Qatar Exchange expected to be among most active GCC exchanges over next 12 months
Whilst the regional and international equity markets have generally been depressed post global financial crisis, early signs of recovery are appearing with higher volumes being traded on some of the regional exchanges, and more interest from foreign investors.
The GCC economies are showing positive signs of recovery across a multitude of sectors, including retail, tourism, real estate and infrastructure. According to Deloitte Middle East’s first Equity Capital Markets Confidence Survey, Qatar Exchange (QE), the Tadawul (Saudi Stock Exchange) and the Dubai Financial Market (DFM) are expected to be the most active GCC exchanges over the next 12 months, and there is a strong pipeline of issuers looking to launch IPOs regionally as well as on international stock exchanges.
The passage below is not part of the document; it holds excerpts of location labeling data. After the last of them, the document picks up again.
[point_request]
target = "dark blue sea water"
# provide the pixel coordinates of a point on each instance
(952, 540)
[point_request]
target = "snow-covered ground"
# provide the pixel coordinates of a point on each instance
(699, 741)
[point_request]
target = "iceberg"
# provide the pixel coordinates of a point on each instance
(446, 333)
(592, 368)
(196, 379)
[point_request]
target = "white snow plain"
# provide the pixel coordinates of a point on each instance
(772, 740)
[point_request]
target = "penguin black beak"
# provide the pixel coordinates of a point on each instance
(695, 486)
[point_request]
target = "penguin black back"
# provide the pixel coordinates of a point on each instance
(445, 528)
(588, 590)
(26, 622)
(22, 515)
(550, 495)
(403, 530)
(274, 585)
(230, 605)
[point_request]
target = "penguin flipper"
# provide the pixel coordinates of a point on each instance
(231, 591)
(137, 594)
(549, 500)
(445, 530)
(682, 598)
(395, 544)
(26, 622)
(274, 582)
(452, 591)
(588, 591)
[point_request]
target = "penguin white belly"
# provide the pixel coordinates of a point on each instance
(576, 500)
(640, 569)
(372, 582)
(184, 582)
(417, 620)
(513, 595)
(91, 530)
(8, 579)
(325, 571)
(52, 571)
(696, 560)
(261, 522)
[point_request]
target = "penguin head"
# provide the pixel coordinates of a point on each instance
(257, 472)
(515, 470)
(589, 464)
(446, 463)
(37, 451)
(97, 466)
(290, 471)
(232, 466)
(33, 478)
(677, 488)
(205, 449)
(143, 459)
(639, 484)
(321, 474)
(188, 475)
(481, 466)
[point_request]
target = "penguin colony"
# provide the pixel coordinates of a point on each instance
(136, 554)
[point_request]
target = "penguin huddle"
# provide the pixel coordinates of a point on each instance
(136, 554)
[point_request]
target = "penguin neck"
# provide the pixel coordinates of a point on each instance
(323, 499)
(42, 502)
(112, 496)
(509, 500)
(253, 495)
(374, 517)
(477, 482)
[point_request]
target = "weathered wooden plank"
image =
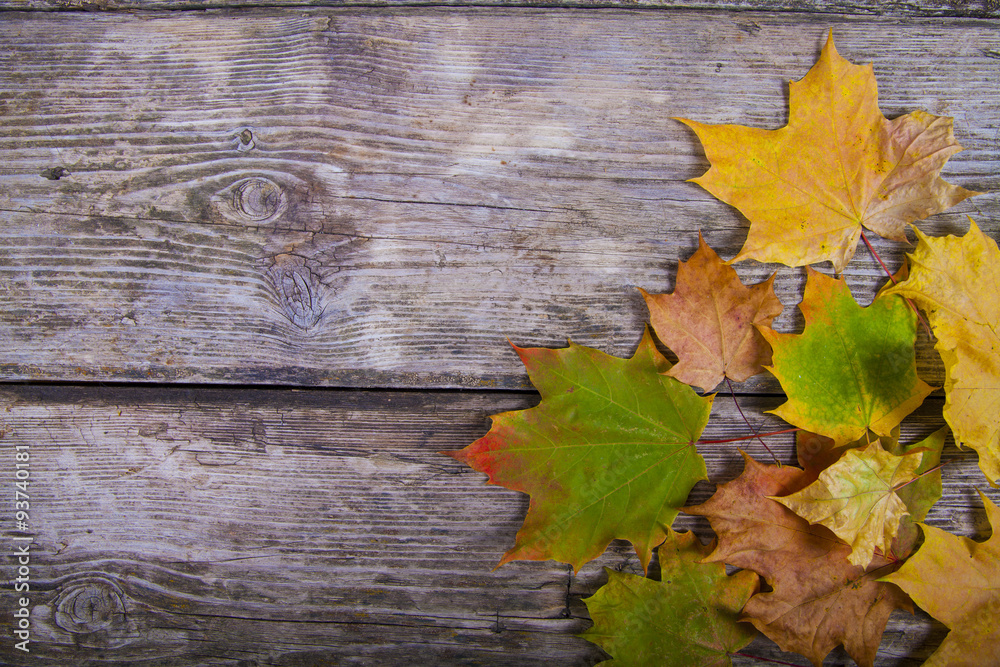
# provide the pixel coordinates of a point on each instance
(223, 527)
(949, 8)
(351, 198)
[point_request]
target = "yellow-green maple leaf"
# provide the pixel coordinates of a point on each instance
(956, 281)
(839, 165)
(856, 499)
(957, 581)
(852, 369)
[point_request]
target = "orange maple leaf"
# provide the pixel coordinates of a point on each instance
(819, 599)
(709, 321)
(839, 165)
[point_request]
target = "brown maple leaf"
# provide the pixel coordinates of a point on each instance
(839, 165)
(819, 599)
(708, 321)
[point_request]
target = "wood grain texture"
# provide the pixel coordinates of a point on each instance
(379, 199)
(252, 527)
(948, 8)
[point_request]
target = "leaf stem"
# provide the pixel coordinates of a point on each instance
(926, 472)
(732, 392)
(892, 278)
(748, 437)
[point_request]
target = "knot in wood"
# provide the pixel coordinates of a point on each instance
(298, 290)
(257, 199)
(90, 606)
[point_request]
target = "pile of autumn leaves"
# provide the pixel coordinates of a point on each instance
(610, 451)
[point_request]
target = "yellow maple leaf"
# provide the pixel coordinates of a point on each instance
(956, 281)
(957, 581)
(856, 499)
(839, 165)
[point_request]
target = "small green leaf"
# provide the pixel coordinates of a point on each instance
(690, 617)
(853, 369)
(608, 453)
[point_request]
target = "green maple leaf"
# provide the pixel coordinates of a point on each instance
(852, 369)
(689, 617)
(608, 453)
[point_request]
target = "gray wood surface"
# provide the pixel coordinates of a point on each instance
(224, 527)
(947, 8)
(295, 241)
(380, 199)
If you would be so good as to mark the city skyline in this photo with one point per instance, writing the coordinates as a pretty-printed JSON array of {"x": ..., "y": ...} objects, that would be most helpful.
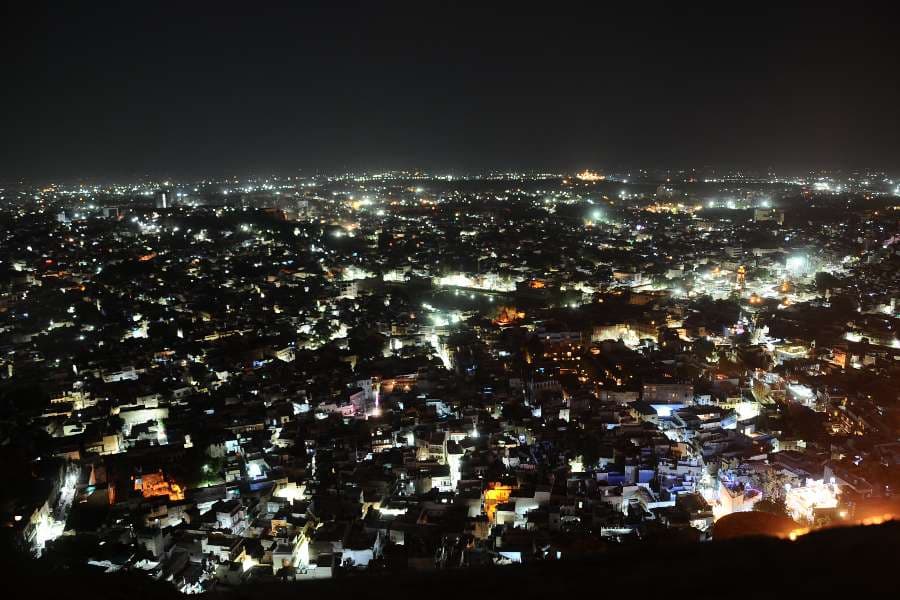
[{"x": 123, "y": 91}]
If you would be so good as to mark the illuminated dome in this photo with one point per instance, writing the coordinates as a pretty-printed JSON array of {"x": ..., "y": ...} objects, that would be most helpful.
[
  {"x": 753, "y": 523},
  {"x": 786, "y": 287}
]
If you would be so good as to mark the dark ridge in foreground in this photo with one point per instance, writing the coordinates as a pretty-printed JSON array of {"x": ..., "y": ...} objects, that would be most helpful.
[{"x": 837, "y": 563}]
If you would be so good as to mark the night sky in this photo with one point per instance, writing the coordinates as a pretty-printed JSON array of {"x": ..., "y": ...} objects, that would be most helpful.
[{"x": 104, "y": 91}]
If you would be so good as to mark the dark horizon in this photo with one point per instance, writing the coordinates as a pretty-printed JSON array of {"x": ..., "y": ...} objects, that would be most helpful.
[{"x": 116, "y": 92}]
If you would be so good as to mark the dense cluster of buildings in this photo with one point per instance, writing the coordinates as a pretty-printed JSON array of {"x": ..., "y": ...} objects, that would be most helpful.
[{"x": 226, "y": 382}]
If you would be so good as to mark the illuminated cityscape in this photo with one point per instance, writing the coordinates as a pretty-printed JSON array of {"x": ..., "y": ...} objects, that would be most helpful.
[{"x": 219, "y": 383}]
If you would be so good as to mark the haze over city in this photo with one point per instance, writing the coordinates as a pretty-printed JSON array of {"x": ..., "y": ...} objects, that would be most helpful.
[{"x": 385, "y": 298}]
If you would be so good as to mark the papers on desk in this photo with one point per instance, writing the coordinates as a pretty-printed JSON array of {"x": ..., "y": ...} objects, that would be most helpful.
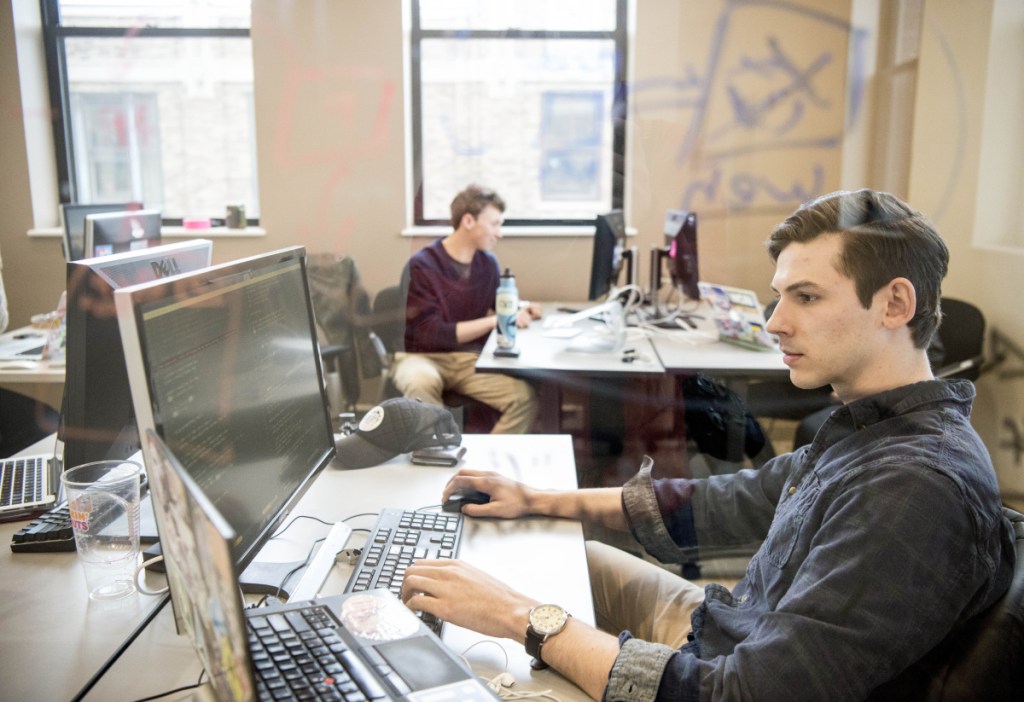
[{"x": 561, "y": 332}]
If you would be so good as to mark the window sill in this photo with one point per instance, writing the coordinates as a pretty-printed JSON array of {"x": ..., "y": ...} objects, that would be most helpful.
[
  {"x": 513, "y": 231},
  {"x": 170, "y": 232}
]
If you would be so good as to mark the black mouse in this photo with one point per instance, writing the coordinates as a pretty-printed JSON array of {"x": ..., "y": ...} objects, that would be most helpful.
[{"x": 460, "y": 497}]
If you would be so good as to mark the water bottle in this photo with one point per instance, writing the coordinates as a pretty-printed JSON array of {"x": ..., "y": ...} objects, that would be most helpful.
[{"x": 507, "y": 307}]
The survey, which was conducted through meetings with 30 equity capital market practitioners within regional and international banks operating in the GCC, covering the MENA region, covers topics such as the macro-economic environment, valuations, the IPO process and regulations amongst other themes.
“QE is expected to be one of the most active exchanges in the GCC over the next 12 months with a strong pipeline of issuers looking to list. Of the respondents interviewed in Qatar, all expected an increased number of new listing in the coming year. It will certainly be interesting to see how QE will respond to attract issuers, given that all Qatar respondents cited increasing regulation as a trend within the coming two years” said Robin Butteriss, head of financial advisory services at Deloitte & Touche, Qatar.
In the GCC, infrastructure, retail, oil and gas, and manufacturing are expected to drive most of the growth, and are also most likely to attract potential issuers in the foreseeable future. Over 70 percent of the respondents expect the volume of IPOs in the GCC region to increase in the next 12 months.
Increases in trading volumes are driven in large part by foreign investors seeking a safe haven from socio-political turmoil in the wider Middle East region, which is positively affecting real estate and stock values in GCC countries, especially the UAE. The MSCI upgrade of Qatar and the UAE exchanges to emerging market status, effective from May 2014, has gone some way in explaining the uplift in valuations, states the Deloitte report.
Challenges cited as most typically experienced on IPO processes include mismatch of valuation expectation, lack of readiness on the part of issuer to deal with the IPO process and conforming to listing requirements. However, it is interesting to note that only 34 percent in Qatar said that IPO listing requirements are demanding or very demanding, with a majority having a favourable view of the process.